Härte und Humor

Sigitas Parulskis war Fallschirmspringer

  • Harald Loch
  • Lesedauer: 2 Min.

Robertas ist Litauer und wurde in der Endzeit der Sowjetunion in der Roten Armee zum Fallschirmspringer ausgebildet. Da hat der 44-jährige Sigitas Parulskis eigene Erlebnisse verarbeitet. Aus der Zeit seiner Stationierung mit einer sowjetischen Eliteeinheit auf einem Truppenübungsgelände bei Cottbus in der DDR wachsen sie traumatisch in die litauische Gegenwart hinüber. Entstanden ist ein sehr hartes Buch über die Schinderei während der Ausbildung zur Spitzeneinheit der Armee, über die Unmöglichkeit zu lieben, über das Gefühl, vor Kraft kaum laufen und vor Alkohol kaum mehr stehen zu können – ein Buch über die Abgründe erzwungener Inszenierung von Männlichkeit in der militärischen Subkultur.

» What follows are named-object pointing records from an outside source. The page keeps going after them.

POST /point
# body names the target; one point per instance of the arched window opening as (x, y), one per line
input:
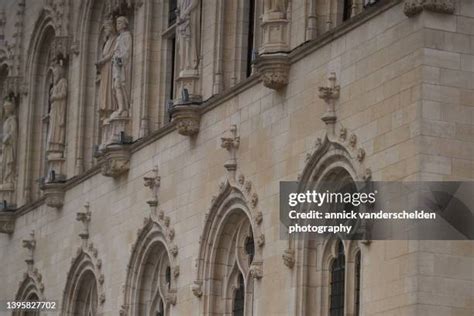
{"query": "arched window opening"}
(250, 247)
(347, 11)
(250, 37)
(357, 284)
(338, 271)
(172, 6)
(86, 301)
(239, 298)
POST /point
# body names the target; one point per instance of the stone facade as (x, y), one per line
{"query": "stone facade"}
(398, 106)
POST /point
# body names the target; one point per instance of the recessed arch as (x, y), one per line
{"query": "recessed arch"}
(84, 293)
(230, 258)
(150, 286)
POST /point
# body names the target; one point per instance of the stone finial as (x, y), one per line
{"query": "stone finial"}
(30, 245)
(231, 143)
(85, 219)
(153, 183)
(330, 94)
(414, 7)
(289, 258)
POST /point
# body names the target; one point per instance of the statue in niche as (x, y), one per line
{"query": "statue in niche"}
(107, 101)
(121, 68)
(278, 6)
(187, 34)
(57, 114)
(9, 141)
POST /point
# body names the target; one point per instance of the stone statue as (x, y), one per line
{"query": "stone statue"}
(57, 114)
(121, 68)
(9, 141)
(278, 6)
(187, 35)
(107, 102)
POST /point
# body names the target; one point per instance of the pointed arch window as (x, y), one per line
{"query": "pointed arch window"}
(239, 298)
(338, 271)
(357, 284)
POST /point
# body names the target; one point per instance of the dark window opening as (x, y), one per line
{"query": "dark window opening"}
(338, 269)
(347, 10)
(357, 284)
(250, 247)
(168, 277)
(250, 36)
(172, 6)
(239, 298)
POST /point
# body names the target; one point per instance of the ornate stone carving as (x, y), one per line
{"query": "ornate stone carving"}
(57, 125)
(187, 118)
(115, 160)
(273, 70)
(330, 94)
(256, 270)
(30, 245)
(85, 218)
(289, 258)
(196, 288)
(231, 143)
(7, 222)
(107, 103)
(121, 68)
(9, 152)
(153, 183)
(54, 193)
(414, 7)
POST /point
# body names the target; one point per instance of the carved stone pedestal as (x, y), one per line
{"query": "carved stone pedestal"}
(114, 160)
(114, 131)
(55, 166)
(54, 193)
(273, 70)
(7, 222)
(187, 118)
(7, 194)
(275, 34)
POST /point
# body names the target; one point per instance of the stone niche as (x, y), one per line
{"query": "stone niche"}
(54, 193)
(273, 69)
(7, 222)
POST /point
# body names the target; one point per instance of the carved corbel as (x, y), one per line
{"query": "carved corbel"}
(153, 183)
(85, 218)
(414, 7)
(330, 94)
(114, 159)
(231, 143)
(30, 245)
(54, 193)
(273, 70)
(186, 116)
(7, 222)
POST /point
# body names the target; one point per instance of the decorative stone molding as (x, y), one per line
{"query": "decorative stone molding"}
(414, 7)
(7, 222)
(153, 183)
(114, 160)
(86, 259)
(231, 143)
(156, 230)
(273, 69)
(239, 192)
(330, 94)
(289, 258)
(54, 193)
(85, 218)
(187, 118)
(30, 245)
(256, 270)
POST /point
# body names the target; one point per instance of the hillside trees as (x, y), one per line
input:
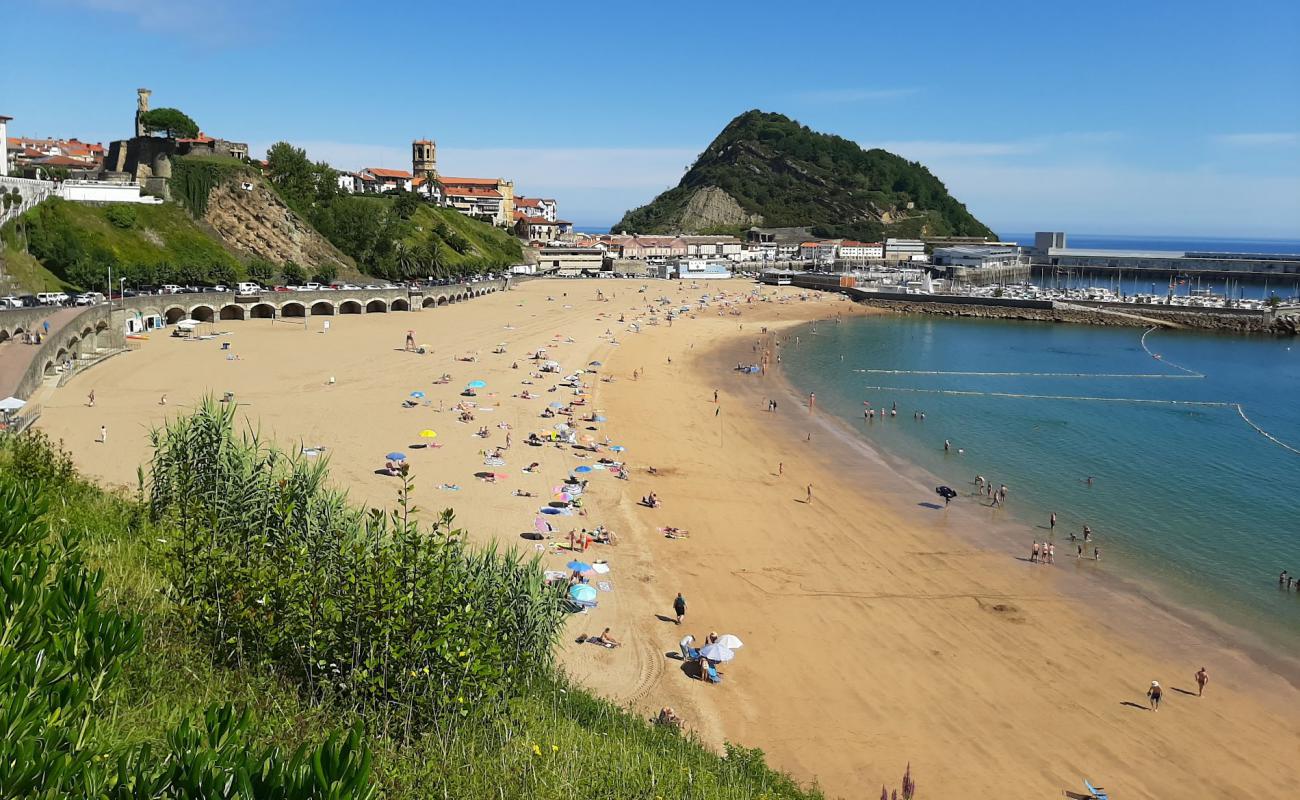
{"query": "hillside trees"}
(170, 121)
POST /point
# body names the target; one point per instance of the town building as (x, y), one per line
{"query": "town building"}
(905, 250)
(570, 259)
(534, 229)
(475, 195)
(861, 253)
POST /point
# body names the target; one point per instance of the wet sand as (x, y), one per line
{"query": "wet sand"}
(876, 630)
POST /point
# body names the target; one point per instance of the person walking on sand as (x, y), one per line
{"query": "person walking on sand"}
(1153, 695)
(1201, 679)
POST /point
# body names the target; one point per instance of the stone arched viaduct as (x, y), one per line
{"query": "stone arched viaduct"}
(90, 332)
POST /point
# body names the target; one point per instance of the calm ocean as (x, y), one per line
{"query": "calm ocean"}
(1187, 496)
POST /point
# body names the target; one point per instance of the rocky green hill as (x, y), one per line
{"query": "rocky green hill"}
(767, 169)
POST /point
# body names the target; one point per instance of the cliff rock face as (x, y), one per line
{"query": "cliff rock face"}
(711, 207)
(767, 167)
(252, 220)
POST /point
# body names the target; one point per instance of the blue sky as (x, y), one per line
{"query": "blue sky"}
(1092, 117)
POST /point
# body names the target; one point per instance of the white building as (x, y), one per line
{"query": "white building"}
(104, 191)
(861, 253)
(905, 250)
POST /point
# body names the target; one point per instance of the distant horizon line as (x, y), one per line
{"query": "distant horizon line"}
(1291, 238)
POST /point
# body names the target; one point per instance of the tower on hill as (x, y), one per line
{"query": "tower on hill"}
(424, 158)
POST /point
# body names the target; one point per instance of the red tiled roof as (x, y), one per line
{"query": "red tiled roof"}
(492, 182)
(471, 191)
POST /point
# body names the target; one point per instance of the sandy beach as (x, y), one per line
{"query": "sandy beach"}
(876, 632)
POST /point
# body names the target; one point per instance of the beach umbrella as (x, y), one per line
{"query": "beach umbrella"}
(716, 652)
(583, 592)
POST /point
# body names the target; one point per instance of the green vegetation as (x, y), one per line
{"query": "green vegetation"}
(194, 178)
(146, 245)
(395, 236)
(239, 631)
(172, 122)
(792, 176)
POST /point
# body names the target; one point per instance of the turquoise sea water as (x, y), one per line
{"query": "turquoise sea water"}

Parulskis' Held hält das Lebensgefühl einer jüngst vergangenen Zeit für immer fest, an das sich bald keiner mehr erinnern kann. Die Sinnlosigkeit einer Eliteausbildung, vergeudete Jugendjahre, ein Leben ohne persönliche oder gemeinschaftliche Perspektive. Hierzu ist eine Sprache nötig, die für optimistischere Zeiten nicht taugt. Die Härte dieses Buches entsteht aber nicht so sehr aus dem drastischen Vokabular als durch die erzählten Fakten. Der Autor ist beileibe kein Grobian. Er hat als Lyriker angefangen, verfügt sprachlich über eine Palette mit schöneren Farben. Aber diese Zeit zwischen dem Nicht-Mehr und dem Noch-Nicht, zwischen Sozialismus und (welcher?) Freiheit – diese Zeit des unerwarteten Übergangs von Russland zu Litauen entlockt seinem Erinnern an gerade Vergangenes vor dem Hintergrund unmittelbar entstehenden neuen Lebens buchstäblich nackte Tatsachen.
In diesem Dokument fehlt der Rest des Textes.